SWI-Prolog
Initial release | 1987 |
---|---|
Stable release | 5.9.7 |
Written in | C, C++ |
Operating system | Cross-platform |
Available in | English |
Type | Logic programming |
License | LGPL |
Website | swi-prolog.org/ |
SWI-Prolog is an open source implementation of the programming language Prolog, commonly used for teaching and semantic web applications.
It has a rich set of features, libraries for
constraint logic programming,
multithreading,
unit testing,
GUI,
interfacing to Java, ODBC and others,
literate programming,
a web server,
SGML, RDF, RDFS,
developer tools (including an IDE with a GUI debugger and GUI profiler), and extensive documentation.
SWI-Prolog runs on Unix, Windows, and Macintosh platforms.
SWI-Prolog has been under continuous development since 1987. Its main author is Jan Wielemaker. The name SWI is derived from Sociaal-Wetenschappelijke Informatica ("Social Science Informatics"), the former name of the group at the University of Amsterdam, where Wielemaker is employed. The name of this group has changed to HCS (Human-Computer Studies).
XPCE
XPCE is a platform independent GUI toolkit for SWI-Prolog, Lisp and other interactive and dynamically typed languages. Although XPCE was designed to be language-independent, it has gained popularity most with Prolog. The development XPCE graphic toolkit started in 1987, together with SWI-Prolog.

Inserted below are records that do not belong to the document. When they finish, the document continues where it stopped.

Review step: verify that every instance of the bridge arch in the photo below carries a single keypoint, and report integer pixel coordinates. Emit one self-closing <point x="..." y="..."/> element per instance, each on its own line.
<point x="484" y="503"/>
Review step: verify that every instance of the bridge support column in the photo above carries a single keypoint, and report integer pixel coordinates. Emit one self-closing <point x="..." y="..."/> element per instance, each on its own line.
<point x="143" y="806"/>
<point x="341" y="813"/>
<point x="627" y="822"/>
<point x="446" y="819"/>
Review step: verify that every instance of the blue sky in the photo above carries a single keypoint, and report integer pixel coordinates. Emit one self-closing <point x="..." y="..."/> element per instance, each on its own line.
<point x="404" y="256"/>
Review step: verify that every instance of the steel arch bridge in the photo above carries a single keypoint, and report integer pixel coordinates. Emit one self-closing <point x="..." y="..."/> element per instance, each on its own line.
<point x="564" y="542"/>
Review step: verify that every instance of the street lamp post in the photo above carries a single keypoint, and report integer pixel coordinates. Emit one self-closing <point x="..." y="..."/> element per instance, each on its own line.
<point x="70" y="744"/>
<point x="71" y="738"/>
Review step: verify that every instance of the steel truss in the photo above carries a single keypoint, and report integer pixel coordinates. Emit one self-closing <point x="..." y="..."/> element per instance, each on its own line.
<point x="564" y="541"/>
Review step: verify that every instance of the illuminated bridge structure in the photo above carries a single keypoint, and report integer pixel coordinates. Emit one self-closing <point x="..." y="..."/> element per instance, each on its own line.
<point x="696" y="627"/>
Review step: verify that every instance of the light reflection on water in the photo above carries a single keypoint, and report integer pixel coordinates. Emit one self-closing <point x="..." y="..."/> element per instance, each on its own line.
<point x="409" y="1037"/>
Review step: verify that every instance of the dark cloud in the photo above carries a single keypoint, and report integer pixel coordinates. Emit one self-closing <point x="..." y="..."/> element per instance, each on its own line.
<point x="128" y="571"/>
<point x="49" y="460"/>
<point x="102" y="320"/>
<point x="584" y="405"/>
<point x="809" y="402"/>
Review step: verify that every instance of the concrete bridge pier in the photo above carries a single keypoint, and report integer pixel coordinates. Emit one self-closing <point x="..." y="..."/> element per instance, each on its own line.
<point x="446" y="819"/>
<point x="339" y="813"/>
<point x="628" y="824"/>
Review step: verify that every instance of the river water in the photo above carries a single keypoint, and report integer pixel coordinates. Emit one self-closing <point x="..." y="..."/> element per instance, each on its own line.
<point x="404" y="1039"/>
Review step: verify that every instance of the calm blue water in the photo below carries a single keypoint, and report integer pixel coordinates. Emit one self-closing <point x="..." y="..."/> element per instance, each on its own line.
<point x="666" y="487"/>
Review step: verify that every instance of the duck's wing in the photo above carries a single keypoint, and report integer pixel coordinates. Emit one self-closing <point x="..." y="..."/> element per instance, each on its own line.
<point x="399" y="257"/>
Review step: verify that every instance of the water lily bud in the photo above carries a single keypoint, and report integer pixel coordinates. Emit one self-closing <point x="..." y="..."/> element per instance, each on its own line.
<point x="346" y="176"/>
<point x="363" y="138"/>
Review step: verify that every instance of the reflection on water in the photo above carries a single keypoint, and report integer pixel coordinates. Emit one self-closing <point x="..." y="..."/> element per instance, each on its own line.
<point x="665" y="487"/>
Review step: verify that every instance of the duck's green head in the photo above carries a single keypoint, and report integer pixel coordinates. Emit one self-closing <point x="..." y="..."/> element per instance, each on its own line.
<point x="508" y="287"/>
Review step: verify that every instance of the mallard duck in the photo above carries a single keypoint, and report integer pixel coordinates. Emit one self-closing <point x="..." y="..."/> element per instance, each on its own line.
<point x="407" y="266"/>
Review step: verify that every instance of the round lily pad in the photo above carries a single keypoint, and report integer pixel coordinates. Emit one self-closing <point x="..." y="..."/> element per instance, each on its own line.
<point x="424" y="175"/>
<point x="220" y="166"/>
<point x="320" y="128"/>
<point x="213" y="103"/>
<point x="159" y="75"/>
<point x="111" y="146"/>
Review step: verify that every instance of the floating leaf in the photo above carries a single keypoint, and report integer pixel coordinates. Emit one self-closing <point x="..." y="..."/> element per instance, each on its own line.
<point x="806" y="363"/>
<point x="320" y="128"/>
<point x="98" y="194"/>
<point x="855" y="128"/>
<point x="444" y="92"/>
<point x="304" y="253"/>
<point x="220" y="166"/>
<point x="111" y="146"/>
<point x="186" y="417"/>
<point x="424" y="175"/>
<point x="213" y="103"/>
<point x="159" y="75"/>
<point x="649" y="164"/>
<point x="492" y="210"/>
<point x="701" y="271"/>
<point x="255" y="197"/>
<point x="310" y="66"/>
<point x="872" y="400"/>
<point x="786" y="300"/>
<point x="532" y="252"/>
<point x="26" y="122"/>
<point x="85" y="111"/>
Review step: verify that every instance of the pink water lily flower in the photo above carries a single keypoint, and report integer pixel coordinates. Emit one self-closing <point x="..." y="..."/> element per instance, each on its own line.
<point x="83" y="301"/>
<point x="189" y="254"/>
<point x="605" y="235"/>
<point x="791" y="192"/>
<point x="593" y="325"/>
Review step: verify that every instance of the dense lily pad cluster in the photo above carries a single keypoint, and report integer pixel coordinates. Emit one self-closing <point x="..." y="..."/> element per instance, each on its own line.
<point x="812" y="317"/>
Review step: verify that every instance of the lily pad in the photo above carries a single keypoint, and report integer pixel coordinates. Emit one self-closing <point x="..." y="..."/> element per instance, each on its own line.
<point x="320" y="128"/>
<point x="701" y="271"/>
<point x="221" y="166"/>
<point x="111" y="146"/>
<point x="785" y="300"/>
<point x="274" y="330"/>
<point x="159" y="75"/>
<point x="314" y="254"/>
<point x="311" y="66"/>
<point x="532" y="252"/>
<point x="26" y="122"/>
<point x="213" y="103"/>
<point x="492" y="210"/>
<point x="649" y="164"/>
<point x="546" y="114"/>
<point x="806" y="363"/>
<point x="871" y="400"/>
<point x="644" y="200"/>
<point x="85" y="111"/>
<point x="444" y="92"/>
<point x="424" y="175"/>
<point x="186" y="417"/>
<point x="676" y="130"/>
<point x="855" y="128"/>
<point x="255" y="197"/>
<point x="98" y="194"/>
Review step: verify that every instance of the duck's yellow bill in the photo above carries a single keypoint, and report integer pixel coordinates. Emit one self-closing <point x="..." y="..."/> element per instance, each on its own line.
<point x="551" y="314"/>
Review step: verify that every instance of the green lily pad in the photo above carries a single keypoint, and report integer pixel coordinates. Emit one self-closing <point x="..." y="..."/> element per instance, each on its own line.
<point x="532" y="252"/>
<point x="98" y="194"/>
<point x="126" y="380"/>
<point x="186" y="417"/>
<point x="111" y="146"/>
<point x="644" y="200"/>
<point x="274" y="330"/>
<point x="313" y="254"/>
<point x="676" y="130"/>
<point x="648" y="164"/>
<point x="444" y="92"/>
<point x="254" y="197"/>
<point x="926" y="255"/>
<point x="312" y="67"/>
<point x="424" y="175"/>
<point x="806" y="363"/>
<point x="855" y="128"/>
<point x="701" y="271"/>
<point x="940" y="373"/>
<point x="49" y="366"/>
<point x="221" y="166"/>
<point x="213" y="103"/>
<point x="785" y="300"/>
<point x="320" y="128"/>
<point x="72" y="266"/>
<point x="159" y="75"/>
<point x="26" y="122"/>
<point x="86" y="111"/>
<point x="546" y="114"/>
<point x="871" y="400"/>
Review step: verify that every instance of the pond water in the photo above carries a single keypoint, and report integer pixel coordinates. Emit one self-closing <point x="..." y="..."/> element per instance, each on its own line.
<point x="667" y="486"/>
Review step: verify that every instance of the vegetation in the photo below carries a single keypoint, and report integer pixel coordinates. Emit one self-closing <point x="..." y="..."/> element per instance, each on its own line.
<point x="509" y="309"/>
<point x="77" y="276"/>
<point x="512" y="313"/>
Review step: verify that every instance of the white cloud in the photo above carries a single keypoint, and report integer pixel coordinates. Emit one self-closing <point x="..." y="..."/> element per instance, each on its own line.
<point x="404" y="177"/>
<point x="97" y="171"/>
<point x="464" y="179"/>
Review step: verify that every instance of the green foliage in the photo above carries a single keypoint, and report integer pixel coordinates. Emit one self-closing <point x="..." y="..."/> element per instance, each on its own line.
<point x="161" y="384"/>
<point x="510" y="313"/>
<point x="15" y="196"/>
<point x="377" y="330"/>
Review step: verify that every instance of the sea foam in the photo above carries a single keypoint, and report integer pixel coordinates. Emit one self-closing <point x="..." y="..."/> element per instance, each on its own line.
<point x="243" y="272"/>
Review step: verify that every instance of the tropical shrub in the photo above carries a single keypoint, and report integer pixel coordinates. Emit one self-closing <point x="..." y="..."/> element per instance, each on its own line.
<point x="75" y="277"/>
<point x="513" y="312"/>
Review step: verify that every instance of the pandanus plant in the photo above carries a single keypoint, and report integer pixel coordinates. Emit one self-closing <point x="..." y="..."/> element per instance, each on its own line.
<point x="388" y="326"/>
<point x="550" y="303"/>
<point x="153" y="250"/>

It supports buttons, menus, sliders, tabs and other basic GUI widgets. XPCE is available for all platforms supported by SWI-Prolog.
PceEmacs
PceEmacs is a SWI-Prolog builtin editor. PceEmacs is an Emacs clone implemented in Prolog (and XPCE). It supports proper indentation, syntax highlighting, full syntax checking by calling the SWI-Prolog parser, warning for singleton variables and finding predicate definitions based on the source-information from the Prolog database.